と、いうことは。
「こっ、これでも綺麗になった方で……」
「……」
「わっ、わたしがやったの! 頼んだけど、結果的にわたしがやったようなものだから!」
「うん。大丈夫。別にチカにも怒ってないから」
どうやら探し物というのはデータではないよう。パソコンを立ち上げた様子もないし、その辺に散らばってしまったUSBやマイクロチップが目的のものではないようだ。あーよかった。

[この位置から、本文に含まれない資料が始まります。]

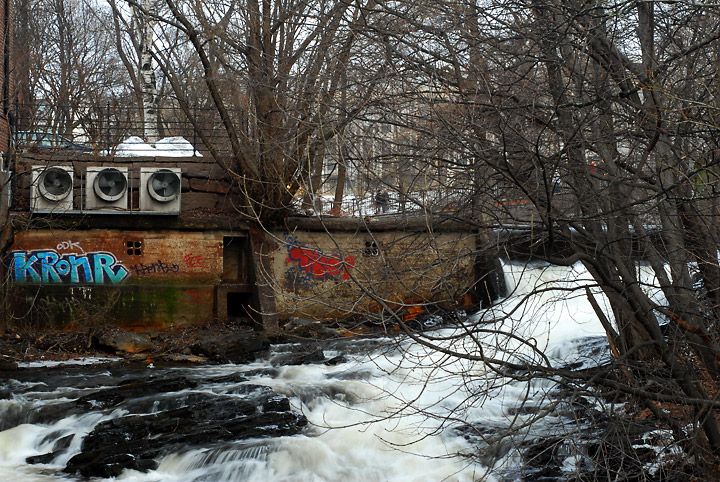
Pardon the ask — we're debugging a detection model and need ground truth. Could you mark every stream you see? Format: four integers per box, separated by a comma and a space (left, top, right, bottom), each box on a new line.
0, 264, 624, 482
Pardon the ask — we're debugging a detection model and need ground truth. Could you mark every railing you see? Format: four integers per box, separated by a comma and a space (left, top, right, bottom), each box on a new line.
14, 102, 243, 152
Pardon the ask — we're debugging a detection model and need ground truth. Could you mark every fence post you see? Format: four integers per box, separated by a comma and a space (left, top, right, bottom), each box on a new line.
193, 103, 197, 157
105, 101, 110, 156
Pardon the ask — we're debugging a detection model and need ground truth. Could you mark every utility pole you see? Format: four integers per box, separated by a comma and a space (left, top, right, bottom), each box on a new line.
140, 0, 160, 146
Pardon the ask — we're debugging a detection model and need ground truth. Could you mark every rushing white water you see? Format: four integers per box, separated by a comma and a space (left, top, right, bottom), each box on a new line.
0, 264, 632, 482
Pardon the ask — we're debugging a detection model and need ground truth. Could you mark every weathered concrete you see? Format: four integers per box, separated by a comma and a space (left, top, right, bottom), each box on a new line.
263, 221, 476, 319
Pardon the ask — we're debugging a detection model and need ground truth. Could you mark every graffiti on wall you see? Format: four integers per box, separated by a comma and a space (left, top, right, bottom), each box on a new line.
130, 260, 180, 276
55, 239, 85, 253
183, 254, 207, 268
285, 233, 355, 286
10, 249, 130, 284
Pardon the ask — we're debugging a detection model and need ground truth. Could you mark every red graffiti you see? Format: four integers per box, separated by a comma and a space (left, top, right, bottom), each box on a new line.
183, 254, 207, 268
287, 247, 355, 279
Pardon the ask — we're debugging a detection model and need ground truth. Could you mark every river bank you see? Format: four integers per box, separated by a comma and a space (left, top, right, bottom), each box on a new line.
0, 319, 388, 370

でも、そもそも彼女の探し物というのは一体何だろうか。しかも、何故それがオレの部屋の中にあるのだろう。
「何探してたの? 結局見つかった?」
「え? ……えへへ。内緒!」
「内緒? あ、わかった。下着でしょ。忘れて帰ったのを探してたんだ。でも、悪いけど流石に彼女の下着隠し持っとく趣味はないよ」
「違うよ。誰もそんなこと思ってないよ」
「じゃあなんで?」
「ふふっ。これは、お持て成しだから。絶対言わないの」
部屋こんなにしといて。
そんな視線で訴えてみるけれど、嬉しそうにしてるから、まあいいや。
「じゃあ片付けよう」
「一応、他のお部屋は綺麗にしといたよ?」
「うん。でもさ、あおい忙しくてなかなか叶えてあげられなかったし」
「ん?」
近くに落ちているアルバムを拾い、広げてみせる。
「時間があるなら、昔のこと懐かしむのもいいかなって」
「……! うんっ!」
それに、落ち込んでる顔よりも、好きなものを見て嬉しそうに顔を綻ばせてるあんたを、今オレは一番見たいんだ。

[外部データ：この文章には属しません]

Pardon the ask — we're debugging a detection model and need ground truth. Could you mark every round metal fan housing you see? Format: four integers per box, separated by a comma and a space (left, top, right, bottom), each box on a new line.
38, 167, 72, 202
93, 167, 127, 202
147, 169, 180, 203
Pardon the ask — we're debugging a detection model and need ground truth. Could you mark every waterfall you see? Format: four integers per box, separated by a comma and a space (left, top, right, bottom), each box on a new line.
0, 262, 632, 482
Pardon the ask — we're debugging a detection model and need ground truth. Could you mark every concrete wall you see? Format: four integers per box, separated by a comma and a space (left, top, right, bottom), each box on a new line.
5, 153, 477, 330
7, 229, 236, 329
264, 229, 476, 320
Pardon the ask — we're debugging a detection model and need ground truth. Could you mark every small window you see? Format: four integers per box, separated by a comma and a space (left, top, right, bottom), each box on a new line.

やり始めたら止まらないことはよくよく知っているので。ある程度片付けた辺りで、「もうこの辺にしとこう。続きはまた」とアルバムをちらつかせ、半ば無理矢理切り上げさせた。初めはムスッとした顔で納得してくれなかった彼女も、アルバム三冊くらい開いたらもう誘惑に負けた。

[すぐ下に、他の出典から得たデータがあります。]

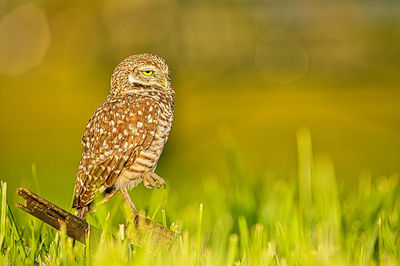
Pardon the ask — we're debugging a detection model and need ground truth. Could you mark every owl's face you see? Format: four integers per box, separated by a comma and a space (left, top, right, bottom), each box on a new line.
111, 54, 172, 94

それからしばらくは二人、ベッドの中で思い出に浸っていたのだけれど。
「……眠いの?」
「ん? ううん」
それも終わったのは、日付が変わって少し過ぎた頃。彼女の指がオレの髪の毛に伸びてきて、何がそんなに楽しいのか、嬉しそうにしながら毛先を弄び始めていた。
「……もう見ないの?」
「んー。……ふふっ」
開いたままのアルバムには目もくれず。下から見上げてくる彼女はただつんつんと、楽しそうに髪の毛だったり、ほっぺたを触ってくるばかり。
ふわふわと、どこか眠そうにはしている。けれど、触れてくる手はしっかりしているどころか寧ろ何かを訴えているようで。
「あーおい」
彼女が訴えかけてくる何かが、オレと一緒のものかどうか、ハッキリとはわからない。それに、可愛い彼女をもう少し見ていたいのもあって、様子を見ながらオレも彼女と同様、枕にほっぺたをくっつけた。
同じように毛先を弄って遊んで。同じように頬を突っついて。